Il magouillera même en prison, ce ministre PRG de la Ville de François Mitterrand. On le crut discrédité à jamais !

Par la suite, il s’essaya au cinéma et au théâtre, le comediante ; il fit aussi de brèves apparitions sur le petit écran, mais assez tristement dans ce panier de crabes pour ses ambitions mégalomaniaques ; il n’y dura pas assez pour dégueulasser ce milieu, lequel déjà bien pourri pour qu’il n’y pût laisser ses fétides traces.

Depuis, il est fort gêné de devoir rester tapi dans une pénombre allant mal à son teint et ses manières de rastaquouère, même si la lourdeur d’un passé nauséabond le hisse cycliquement à la une des médias, toujours friands de carrière tordues.

Maintenant qu’il semble avoir brûlé beaucoup de cartouches et perdu beaucoup d’illusions, il sait qu’il lui sera désormais mal aisé de jouer de sa fourberie grandiose et d’user de son penchant à la forfanterie comme à la flagornerie.

L’effronté, l’impudique magistral ne peut plus qu’espérer réussir un énorme banco, bien insane, pour  retrouver considération sous les sun-lights et défrayer la chronique : que pouvait-il donc choisir pour ce baroud en manque d’honneur ? Le domaine dans lequel il peut encore espérer le plus, où il pense avoir quelques chances, lui le fils naturel du Florentin Mitterrand et le père spirituel des Cahuzac et autres vils personnages politiques c’est la politique évidemment.

Il peaufine son retour en scène en maître des effets spéciaux.

Il affirme qu’il vient de perdre l’essentiel d’un colossale fortune, bien sauvagement amassée. On devrait en pleurer dans les appartements des banlieues.

Ainsi démuni, irrité mais libre, pourquoi ne se propulserait-il pas en sauveur providentiel d’un vieux monde politique bousculé, aux abois, comme s’il n’avait plus rien à perdre pour lui et tout à donner aux autres ?

Quelle admirable altruisme ! Il offrirait toute l’énergie de sa foi opaque.

Lui, le grand copain de Sarko, en fieffé capitaliste, mais aussi lui, l’inébranlable homme de gauche labélisé par Mitterrand, se présente comme la magique clé de la toute neuve vision par soudure d’un monde politique éclaté.
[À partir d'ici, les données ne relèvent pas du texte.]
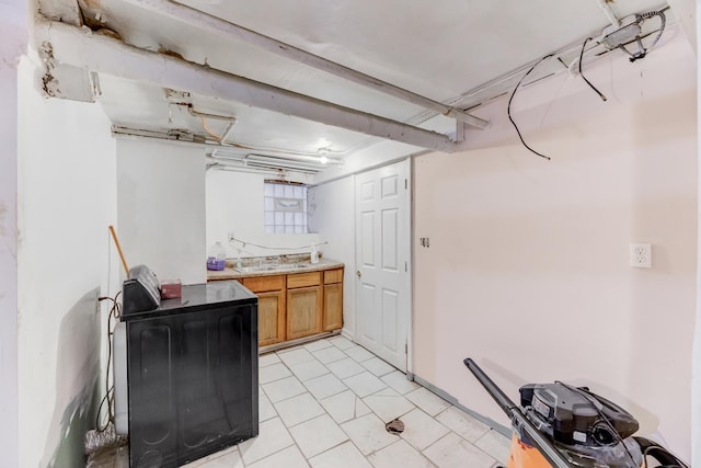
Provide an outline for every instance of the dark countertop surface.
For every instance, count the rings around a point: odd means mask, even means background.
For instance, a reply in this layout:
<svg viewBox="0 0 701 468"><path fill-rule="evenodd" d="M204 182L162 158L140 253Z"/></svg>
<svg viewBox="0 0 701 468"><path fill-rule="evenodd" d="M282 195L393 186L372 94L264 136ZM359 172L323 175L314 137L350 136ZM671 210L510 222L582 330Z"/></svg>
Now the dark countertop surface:
<svg viewBox="0 0 701 468"><path fill-rule="evenodd" d="M129 313L123 321L172 316L175 313L196 312L212 305L245 305L257 303L257 296L237 281L221 281L183 286L182 295L175 299L163 299L161 305L143 312Z"/></svg>

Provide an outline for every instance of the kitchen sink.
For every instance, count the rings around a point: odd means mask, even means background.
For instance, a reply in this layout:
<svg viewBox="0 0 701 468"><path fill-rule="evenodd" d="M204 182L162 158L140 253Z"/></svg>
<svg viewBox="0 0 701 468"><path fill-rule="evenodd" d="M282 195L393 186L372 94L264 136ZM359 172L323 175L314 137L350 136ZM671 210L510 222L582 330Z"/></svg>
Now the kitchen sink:
<svg viewBox="0 0 701 468"><path fill-rule="evenodd" d="M238 266L234 267L239 273L260 273L260 272L288 272L290 270L303 270L312 266L311 263L278 263L278 264L262 264L251 266Z"/></svg>

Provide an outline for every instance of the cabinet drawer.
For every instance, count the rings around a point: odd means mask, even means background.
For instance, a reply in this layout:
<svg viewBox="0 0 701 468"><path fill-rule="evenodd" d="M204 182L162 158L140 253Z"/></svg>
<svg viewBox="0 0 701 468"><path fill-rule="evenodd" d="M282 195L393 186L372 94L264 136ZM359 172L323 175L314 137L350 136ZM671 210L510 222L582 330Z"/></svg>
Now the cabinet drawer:
<svg viewBox="0 0 701 468"><path fill-rule="evenodd" d="M324 272L324 284L341 283L343 281L343 269L326 270Z"/></svg>
<svg viewBox="0 0 701 468"><path fill-rule="evenodd" d="M280 290L285 288L285 275L254 276L250 278L243 278L243 285L251 289L252 293Z"/></svg>
<svg viewBox="0 0 701 468"><path fill-rule="evenodd" d="M287 275L287 288L319 286L321 284L321 272L297 273Z"/></svg>

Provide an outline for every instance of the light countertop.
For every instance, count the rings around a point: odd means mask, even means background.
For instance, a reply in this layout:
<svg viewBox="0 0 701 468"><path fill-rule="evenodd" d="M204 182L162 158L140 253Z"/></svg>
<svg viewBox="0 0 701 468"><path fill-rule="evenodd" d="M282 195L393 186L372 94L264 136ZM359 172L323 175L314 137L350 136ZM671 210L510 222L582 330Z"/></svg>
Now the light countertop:
<svg viewBox="0 0 701 468"><path fill-rule="evenodd" d="M309 273L320 272L324 270L333 270L343 267L342 262L330 259L319 259L319 263L297 262L289 264L262 264L253 266L244 266L242 269L235 269L230 264L221 271L207 271L207 281L219 279L240 279L252 276L271 276L271 275L289 275L295 273Z"/></svg>

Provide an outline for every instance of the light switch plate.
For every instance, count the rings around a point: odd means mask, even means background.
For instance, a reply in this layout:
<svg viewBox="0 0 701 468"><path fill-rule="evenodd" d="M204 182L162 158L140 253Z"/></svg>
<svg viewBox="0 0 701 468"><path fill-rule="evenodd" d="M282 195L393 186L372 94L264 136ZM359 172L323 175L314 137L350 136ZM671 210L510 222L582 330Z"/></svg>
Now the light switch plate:
<svg viewBox="0 0 701 468"><path fill-rule="evenodd" d="M653 246L651 243L631 243L630 263L634 269L652 269Z"/></svg>

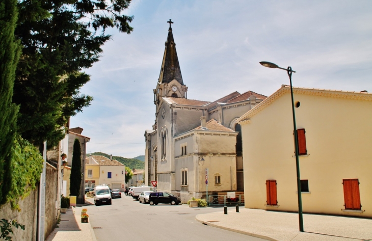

Il s’affirme prêt à relever le défit du chômage et du désespoir des jeunes, voilà pour jouer sur les sentiments et lustrer son image ternie, il veut aussi pourfendre corps et âme le très vilain Front National. Il a déjà enfilé la tenue rose et bleu tendre des Estrosi et Bertrand, il aura aussi la cape et la cagoule du nouvel héros salvateur, exterminateur du démon moderne.

Le retour est annoncé, on peut même parier qu’il est déjà programmé. Attendrait-il seulement d’être adoubé par le plus grand nombre de l’ancienne obsolète répartition entre droite et gauche, ou se jettera-t-il fougueux, dans la mêlée, en espérant rallier à son panache de pacotille toutes ces composantes en total désordre ?

Bien que l’on sache qui il est précisément, si peu fiable, avec si peu de scrupule, sans probité aucune, et bien que l’on se souvienne d’où il vient réellement avec un parcours fort jalonné de saletés infectes, et que l’on se rappelle tous ces mensonges éhontés, il faut savoir que ce triste sire peut réussir son retour.

Tous les roués de la politique d’hier, les nuls, les défaits, si corrompus eux-mêmes dans leur système aux coutumes viciées, vont penser trouver en lui un nouveau souffle et marcher sans vergogne dans son attractive combine.

Il sait parfaitement leur parler et trouver merveilleusement les mots qu’ils affectionnent. Il parle suavement à leur âme veule ; ils le comprennent à la perfection.

C’est ça la politique !!!! La politique française mérite bien son Tapie.